I think the number of games that age poorly is lower than some might think. I didn't even grow up with most of the snes games that I now love dearly.

It's a fool's mistake to ever say super metroid is bad or outdated. Game's a masterpiece.

you are right. we had this discussion the other day at my stoner friend's house and the consensus was (a) new games are too easy (b) the games that have aged the best are the ones that are hard. Chrono Trigger's gameplay has aged poorly, no doubt because it is too easy -- it just feels dated, too, and things that chart the course of an art form's history, literature and TV and videogames chiefly, are of great interest to me; certain works, or certain aspects of all works, will waste away, while others will not. i thought of this digression because I've been reading Don Quixote for the first time, and it is the best book about idiots who read fantasy novels. hundreds of years before Trekkies and Galaxy Quest, there was Don Quixote, whose titular character has exactly the same trajectory of every PTQ grinder. everyone with a free thirty hours should not play an old classic game, but read Don Quixote.

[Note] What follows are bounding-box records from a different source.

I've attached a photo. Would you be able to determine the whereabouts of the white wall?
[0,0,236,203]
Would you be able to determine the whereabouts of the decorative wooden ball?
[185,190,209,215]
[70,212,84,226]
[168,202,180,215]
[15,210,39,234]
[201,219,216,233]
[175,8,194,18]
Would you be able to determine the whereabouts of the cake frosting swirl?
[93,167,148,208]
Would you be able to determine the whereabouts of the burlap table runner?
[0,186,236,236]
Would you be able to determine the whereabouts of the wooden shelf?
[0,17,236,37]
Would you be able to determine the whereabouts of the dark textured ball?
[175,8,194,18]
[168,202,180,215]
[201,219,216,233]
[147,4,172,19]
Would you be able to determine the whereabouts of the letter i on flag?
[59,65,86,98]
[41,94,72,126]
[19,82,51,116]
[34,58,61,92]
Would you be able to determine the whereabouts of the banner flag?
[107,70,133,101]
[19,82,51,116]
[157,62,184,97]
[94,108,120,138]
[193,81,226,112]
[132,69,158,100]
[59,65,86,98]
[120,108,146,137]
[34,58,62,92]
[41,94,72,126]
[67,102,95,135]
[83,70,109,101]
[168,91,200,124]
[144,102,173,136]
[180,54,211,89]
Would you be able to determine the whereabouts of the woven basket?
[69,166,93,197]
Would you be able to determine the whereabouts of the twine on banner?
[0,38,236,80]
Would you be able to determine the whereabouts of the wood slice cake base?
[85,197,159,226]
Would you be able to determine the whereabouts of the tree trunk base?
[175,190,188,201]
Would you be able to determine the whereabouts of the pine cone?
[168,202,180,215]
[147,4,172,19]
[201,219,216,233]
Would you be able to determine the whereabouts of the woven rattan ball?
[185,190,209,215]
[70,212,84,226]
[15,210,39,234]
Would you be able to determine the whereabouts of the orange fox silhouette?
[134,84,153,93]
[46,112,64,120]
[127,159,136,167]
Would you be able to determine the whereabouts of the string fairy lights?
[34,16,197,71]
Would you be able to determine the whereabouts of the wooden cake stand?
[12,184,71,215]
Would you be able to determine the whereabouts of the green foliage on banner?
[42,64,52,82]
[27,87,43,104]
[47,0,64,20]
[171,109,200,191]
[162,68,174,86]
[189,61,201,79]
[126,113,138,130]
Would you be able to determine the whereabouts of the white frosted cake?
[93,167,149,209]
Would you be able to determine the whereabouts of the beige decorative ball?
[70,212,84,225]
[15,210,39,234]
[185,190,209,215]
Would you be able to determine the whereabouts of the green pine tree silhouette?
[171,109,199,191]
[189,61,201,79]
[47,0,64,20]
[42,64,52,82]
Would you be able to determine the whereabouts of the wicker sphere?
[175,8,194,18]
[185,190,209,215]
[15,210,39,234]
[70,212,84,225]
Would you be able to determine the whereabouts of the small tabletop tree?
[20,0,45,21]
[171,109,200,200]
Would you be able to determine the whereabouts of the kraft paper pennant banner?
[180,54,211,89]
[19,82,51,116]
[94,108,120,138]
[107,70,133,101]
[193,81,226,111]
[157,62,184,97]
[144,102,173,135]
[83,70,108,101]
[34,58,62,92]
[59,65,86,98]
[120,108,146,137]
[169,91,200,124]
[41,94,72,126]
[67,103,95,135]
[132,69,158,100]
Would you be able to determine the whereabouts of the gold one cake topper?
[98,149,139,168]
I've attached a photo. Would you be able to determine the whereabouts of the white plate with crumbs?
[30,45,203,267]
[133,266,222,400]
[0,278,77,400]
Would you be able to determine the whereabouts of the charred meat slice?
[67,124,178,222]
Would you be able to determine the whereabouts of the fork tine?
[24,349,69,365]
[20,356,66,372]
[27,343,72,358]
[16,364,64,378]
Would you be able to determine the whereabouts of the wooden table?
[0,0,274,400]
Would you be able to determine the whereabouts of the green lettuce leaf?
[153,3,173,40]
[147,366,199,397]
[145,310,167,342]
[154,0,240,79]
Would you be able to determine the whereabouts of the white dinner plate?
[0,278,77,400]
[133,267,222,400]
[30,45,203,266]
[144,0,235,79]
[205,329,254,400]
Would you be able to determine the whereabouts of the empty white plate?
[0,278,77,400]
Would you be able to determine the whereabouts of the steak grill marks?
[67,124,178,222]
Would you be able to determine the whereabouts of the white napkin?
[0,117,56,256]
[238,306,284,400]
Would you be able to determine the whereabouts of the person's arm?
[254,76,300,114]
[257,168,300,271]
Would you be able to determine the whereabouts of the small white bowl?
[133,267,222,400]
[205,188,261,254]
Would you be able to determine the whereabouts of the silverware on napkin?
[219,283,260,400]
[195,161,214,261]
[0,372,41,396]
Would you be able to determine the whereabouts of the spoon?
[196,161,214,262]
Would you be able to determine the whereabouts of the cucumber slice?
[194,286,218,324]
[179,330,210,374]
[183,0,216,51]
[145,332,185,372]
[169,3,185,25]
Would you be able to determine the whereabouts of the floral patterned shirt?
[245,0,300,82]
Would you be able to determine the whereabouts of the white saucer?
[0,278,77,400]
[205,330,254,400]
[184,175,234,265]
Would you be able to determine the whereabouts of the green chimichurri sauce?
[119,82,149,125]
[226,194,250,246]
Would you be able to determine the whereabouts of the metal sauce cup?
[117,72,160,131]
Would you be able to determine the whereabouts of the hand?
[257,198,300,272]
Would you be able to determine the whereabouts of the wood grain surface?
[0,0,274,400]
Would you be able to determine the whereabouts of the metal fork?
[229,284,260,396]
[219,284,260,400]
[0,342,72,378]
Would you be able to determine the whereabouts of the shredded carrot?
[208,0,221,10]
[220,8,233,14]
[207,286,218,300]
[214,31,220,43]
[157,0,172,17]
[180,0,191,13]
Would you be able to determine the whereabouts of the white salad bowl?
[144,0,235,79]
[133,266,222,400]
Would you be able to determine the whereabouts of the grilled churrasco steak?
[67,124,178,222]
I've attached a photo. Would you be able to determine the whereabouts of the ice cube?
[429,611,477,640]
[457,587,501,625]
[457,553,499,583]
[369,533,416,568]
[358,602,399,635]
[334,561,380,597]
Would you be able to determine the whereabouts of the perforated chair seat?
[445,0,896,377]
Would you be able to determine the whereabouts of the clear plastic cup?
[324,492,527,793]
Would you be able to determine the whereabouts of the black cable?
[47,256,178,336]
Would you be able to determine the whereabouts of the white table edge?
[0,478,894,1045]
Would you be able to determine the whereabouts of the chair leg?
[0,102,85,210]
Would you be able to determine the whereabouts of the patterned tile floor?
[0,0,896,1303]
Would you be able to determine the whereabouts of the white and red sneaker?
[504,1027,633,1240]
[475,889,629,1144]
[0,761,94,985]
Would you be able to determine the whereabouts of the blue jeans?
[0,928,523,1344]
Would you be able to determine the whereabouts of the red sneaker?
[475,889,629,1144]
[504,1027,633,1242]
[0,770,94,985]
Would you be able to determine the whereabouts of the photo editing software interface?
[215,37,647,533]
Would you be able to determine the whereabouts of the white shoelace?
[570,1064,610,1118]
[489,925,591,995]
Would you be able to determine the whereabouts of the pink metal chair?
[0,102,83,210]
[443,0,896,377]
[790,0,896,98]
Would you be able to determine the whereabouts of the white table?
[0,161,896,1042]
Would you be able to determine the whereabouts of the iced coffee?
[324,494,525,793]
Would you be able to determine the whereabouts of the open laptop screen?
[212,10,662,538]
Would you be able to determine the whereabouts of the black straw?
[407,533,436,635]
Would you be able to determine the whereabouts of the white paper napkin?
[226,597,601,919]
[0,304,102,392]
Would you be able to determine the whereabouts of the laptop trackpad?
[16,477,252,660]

anyway, Super Metroid is hard. Zombies Ate My Neighbors was unbelievably hard. i don't like single-player games that punish you for missteps so brutally as Zombies but Super Metroid was more or less ideal in terms of difficulty -- like a good RareWare game, it rewarded you for going out of your way and evincing some creativity. even CT had this, and the wikipedia article says the sidequests at the end were revolutionary. in that vein, I am also a fan of SNES Zelda and Donkey Kong Country 2
 

Onderzeeboot

Ecstatic Orb
This is replacing Archangel of Thune in my cube! It promotes interactive gameplay through Raid and it interacts with both the lifegain subtheme and the blink subtheme. Love it!

Also, I played the crap out of Sierra's Albion and still think it's one of the best "rpg's" out there. Man that world (and story) was so incredibly awesome. I wish someone would revisit it because I would be all over a remake/sequel with non-sucky graphics.
 
That birdie ties nicely into the lifegain theme as well, it's always nice to get your pridemate and angel counters on before combat resolution.

To chime in on the rpg discussion, wouldn't it be nice if the people from black isle made their own studio?
 
wouldn't it be nice if the people from black isle made their own studio?

iirc they had a kickstarter-ish thing for their current project. And Obsidian had a kickstarter for an isometric-view game, I think?

As someone who plays almost no RPGs, I play Paper Mario with my young cousin every year (he turned 11 this year). The minor yet constant interaction during battles makes a lot more difference than it should to me- just makes it feel a lot more "gamey" than typical turn-based FF/Dragon Warrior stuff. And while I wouldn't say it's hard by any means, there are a few tricky or scaled-up fights you have to prepare a lot for.
 
World of warcraft is ten years old now. Ten years and still going strong. I forget where I saw it on YouTube, but I remember hearing a summary of their business strategy that allowed them to pull off this great success.

Anyone want to make a prediction on if WoW will ever die and when said death will occur?
 
Kind of a shame Chandra is pretty much guaranteed not showing up since Sarkhan is mono red. She IS the one who managed to recreate Ugin's signature ghostfire, right?